MCMA Invited Speaker
Rowan Thomson is an Associate Professor and Canada Research Chair in the Department of Physics at Carleton University. She holds a BSc Double Honours Mathematics and Physics from Carleton University (2003). Her PhD research was in theoretical high-energy physics (Superstring Theory) at Perimeter Institute and the University of Waterloo, and was awarded Waterloo’s Pearson Medal (2007). Post-PhD, Dr. Thomson’s research has focused on computational radiotherapy physics; she became a faculty member at Carleton in 2010.
Dr.
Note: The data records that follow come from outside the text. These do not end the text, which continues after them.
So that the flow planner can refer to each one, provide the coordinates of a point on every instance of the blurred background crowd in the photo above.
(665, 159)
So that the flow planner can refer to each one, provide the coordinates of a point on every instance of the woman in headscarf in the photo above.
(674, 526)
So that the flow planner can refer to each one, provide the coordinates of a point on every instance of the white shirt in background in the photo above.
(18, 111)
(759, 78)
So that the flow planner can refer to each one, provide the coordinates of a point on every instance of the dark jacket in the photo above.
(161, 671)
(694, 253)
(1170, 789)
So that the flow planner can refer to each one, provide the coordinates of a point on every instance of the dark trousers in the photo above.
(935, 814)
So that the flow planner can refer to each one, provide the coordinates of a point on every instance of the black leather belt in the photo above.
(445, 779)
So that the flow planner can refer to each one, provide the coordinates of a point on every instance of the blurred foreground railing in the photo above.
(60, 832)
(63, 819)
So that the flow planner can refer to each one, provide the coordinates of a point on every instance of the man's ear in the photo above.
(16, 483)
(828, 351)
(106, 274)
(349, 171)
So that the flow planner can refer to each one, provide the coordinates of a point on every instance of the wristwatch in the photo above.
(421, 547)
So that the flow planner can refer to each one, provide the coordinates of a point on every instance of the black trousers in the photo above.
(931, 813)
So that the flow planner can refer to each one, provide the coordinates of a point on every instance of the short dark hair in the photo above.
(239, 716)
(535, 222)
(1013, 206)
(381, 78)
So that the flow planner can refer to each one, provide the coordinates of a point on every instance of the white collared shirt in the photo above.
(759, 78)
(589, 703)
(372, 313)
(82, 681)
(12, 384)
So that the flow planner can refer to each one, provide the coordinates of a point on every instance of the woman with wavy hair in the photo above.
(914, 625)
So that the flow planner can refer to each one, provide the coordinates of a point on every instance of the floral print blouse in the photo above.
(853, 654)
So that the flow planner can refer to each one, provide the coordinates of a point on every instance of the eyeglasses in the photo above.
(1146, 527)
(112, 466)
Thomson’s research involves the development and application of computational techniques to study the interactions of radiation with matter. She is a leader in the development and application of advanced Monte Carlo dose calculation algorithms for brachytherapy, most recently developing and releasing egs_brachy as open-source code. In complement, she is very active in developing multi-scale simulation techniques, from patients to cells to subcellular length scales, and applying these to investigate novel treatment approaches and understand measurements of cellular radiation response.
Dr. Thomson has been recognized through awards including: Polanyi Prize for Physics (2011), Canada Research Chair (2013), and Ontario Early Researcher Award (2015). She is a member of the AAPM’s Therapy Physics Committee and of the Board of Associate Editors for Medical Physics. She is co-chair of AAPM TG-221 Ocular Brachytherapy and a member of other task and working groups including AAPM TG-129, joint AAPM/ESTRO/ABG TG-186 and its successor the Working Group on Model-Based Dose Calculation Algorithms in Brachytherapy.
MCMA Invited Speaker
Javier Vijande is a professor at the Molecular, Nuclear, and Atomic Physics department of the University of Valencia, Spain. He holds a PhD in physics from the University of Salamanca where he was an assistant Professor before moving to Valencia to occupy a researcher position in the Theoretical Physics department.
His research focus has always been linked to computation-intensive calculation techniques. In the beginning of his scientific career he worked in developing numerical methods to approach the few- and many-body problems in hadronic physics. Nowadays, his main research interests are Monte Carlo simulations in the field of medical physics and its clinical applications.
Professor Vijande serve as a member of the American Association of Physicist in Medicine (AAPM) Brachytherapy Subcommittee and Brachytherapy Source Registry Work Group, and as Chair of the Working Group on Model-Based Dose Calculation Algorithms in Brachytherapy.